Improving Economic Momentum Supports Stronger Second-Half CRE Outlook

(July 15 2026) — The U.S. economy is entering the second half of 2026 with improving economic momentum, supported by strengthening labor conditions, expanding business activity and resilient consumer spending. Together, these factors are creating a more favorable outlook for commercial real estate despite continued uncertainty surrounding tariffs, inflation and interest rates.

A July 2026 research brief from Marcus & Millichap reports that the economy has remained durable after navigating approximately 15 months of weak job creation, geopolitical disruptions and inflationary pressures. Recent employment gains now suggest that economic momentum may be strengthening.

Labor market conditions weakened between May 2025 and February 2026, resulting in the cumulative loss of nearly 50,000 jobs and reduced workforce mobility. That trend shifted beginning in March, however, with approximately 550,000 jobs added over the following four months.

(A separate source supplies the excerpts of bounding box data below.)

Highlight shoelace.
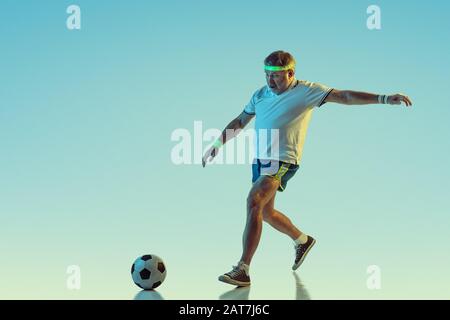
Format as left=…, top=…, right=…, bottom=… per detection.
left=228, top=266, right=245, bottom=277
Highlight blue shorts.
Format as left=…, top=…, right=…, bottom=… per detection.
left=252, top=159, right=299, bottom=192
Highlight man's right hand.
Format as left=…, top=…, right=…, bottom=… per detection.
left=202, top=146, right=219, bottom=168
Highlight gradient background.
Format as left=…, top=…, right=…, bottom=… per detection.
left=0, top=0, right=450, bottom=299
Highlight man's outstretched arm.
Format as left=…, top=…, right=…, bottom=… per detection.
left=324, top=89, right=412, bottom=107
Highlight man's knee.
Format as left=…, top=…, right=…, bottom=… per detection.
left=262, top=204, right=275, bottom=222
left=247, top=194, right=264, bottom=215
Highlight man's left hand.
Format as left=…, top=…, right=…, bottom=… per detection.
left=387, top=94, right=412, bottom=107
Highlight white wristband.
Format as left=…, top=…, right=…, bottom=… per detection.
left=378, top=94, right=384, bottom=104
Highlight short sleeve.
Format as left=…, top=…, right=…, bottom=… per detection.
left=306, top=82, right=333, bottom=107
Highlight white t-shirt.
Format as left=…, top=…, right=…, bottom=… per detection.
left=244, top=80, right=333, bottom=164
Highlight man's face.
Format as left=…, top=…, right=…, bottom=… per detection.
left=266, top=70, right=294, bottom=94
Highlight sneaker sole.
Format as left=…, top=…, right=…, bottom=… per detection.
left=219, top=275, right=250, bottom=287
left=292, top=239, right=316, bottom=270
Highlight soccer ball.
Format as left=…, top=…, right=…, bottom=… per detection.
left=131, top=254, right=167, bottom=290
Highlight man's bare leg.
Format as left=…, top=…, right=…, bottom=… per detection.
left=263, top=195, right=303, bottom=240
left=241, top=176, right=280, bottom=265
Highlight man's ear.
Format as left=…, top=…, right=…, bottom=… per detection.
left=288, top=69, right=294, bottom=78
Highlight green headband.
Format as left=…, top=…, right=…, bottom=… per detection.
left=264, top=64, right=294, bottom=71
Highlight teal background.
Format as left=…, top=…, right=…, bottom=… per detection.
left=0, top=0, right=450, bottom=299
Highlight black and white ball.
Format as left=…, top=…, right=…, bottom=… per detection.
left=131, top=254, right=167, bottom=290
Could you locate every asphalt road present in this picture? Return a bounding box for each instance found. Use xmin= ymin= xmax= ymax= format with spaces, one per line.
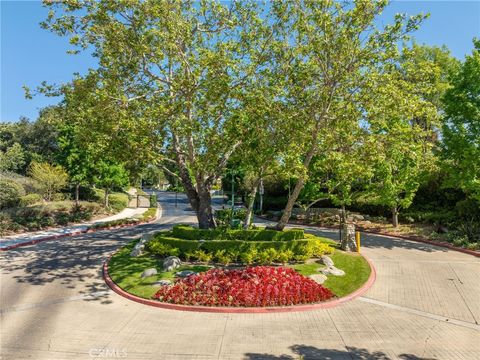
xmin=0 ymin=193 xmax=480 ymax=360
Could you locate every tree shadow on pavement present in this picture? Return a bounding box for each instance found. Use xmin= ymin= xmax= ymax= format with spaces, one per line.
xmin=245 ymin=345 xmax=435 ymax=360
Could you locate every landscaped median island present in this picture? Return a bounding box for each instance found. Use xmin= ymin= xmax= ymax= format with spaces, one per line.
xmin=107 ymin=225 xmax=371 ymax=308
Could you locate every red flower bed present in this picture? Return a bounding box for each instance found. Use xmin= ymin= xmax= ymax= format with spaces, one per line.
xmin=153 ymin=266 xmax=334 ymax=307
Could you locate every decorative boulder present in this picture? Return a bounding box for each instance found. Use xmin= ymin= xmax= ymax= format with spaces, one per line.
xmin=321 ymin=255 xmax=335 ymax=267
xmin=140 ymin=268 xmax=157 ymax=279
xmin=163 ymin=256 xmax=182 ymax=271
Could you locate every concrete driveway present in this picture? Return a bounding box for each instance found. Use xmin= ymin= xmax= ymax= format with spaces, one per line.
xmin=0 ymin=193 xmax=480 ymax=360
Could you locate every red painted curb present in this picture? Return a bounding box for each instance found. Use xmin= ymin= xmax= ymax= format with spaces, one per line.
xmin=103 ymin=254 xmax=377 ymax=314
xmin=0 ymin=212 xmax=157 ymax=251
xmin=257 ymin=216 xmax=480 ymax=257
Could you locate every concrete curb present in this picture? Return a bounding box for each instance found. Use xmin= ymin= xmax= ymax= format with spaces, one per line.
xmin=0 ymin=208 xmax=162 ymax=251
xmin=257 ymin=216 xmax=480 ymax=257
xmin=103 ymin=254 xmax=377 ymax=314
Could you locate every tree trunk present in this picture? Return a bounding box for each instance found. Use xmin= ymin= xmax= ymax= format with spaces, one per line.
xmin=75 ymin=184 xmax=80 ymax=206
xmin=197 ymin=186 xmax=216 ymax=229
xmin=392 ymin=206 xmax=398 ymax=228
xmin=243 ymin=178 xmax=261 ymax=229
xmin=103 ymin=188 xmax=108 ymax=208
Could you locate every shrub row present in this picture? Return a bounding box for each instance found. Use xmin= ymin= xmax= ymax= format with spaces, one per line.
xmin=172 ymin=225 xmax=305 ymax=241
xmin=0 ymin=202 xmax=103 ymax=235
xmin=146 ymin=233 xmax=334 ymax=264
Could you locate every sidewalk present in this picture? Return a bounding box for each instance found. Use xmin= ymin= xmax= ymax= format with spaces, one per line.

Much of the employment growth has occurred in major metropolitan areas, including Phoenix, Dallas, New York, Orlando, Los Angeles, and Houston. The concentration of new jobs in large markets is expected to support demand across several commercial real estate sectors.

If hiring continues and unemployment remains in the low-4% range, Marcus & Millichap expects the labor market to provide additional support for apartment and office demand.

Manufacturing and Services Return to Expansion

Improving business activity is also contributing to the more optimistic outlook.

The Institute for Supply Management’s manufacturing and services indexes are signaling renewed expansion after a prolonged period of stagnation. The Manufacturing Index, which remained in contraction territory for much of the previous year, has registered above 50 since January, indicating renewed growth.

The Services Index has strengthened from near-break-even levels into the mid-50s, suggesting continued expansion across the more than 15 industries included in the survey.

The chart included in the research brief shows both manufacturing and services activity moving back above the threshold separating expansion from contraction. Continued improvement in those indicators would support demand for industrial, logistics and retail properties.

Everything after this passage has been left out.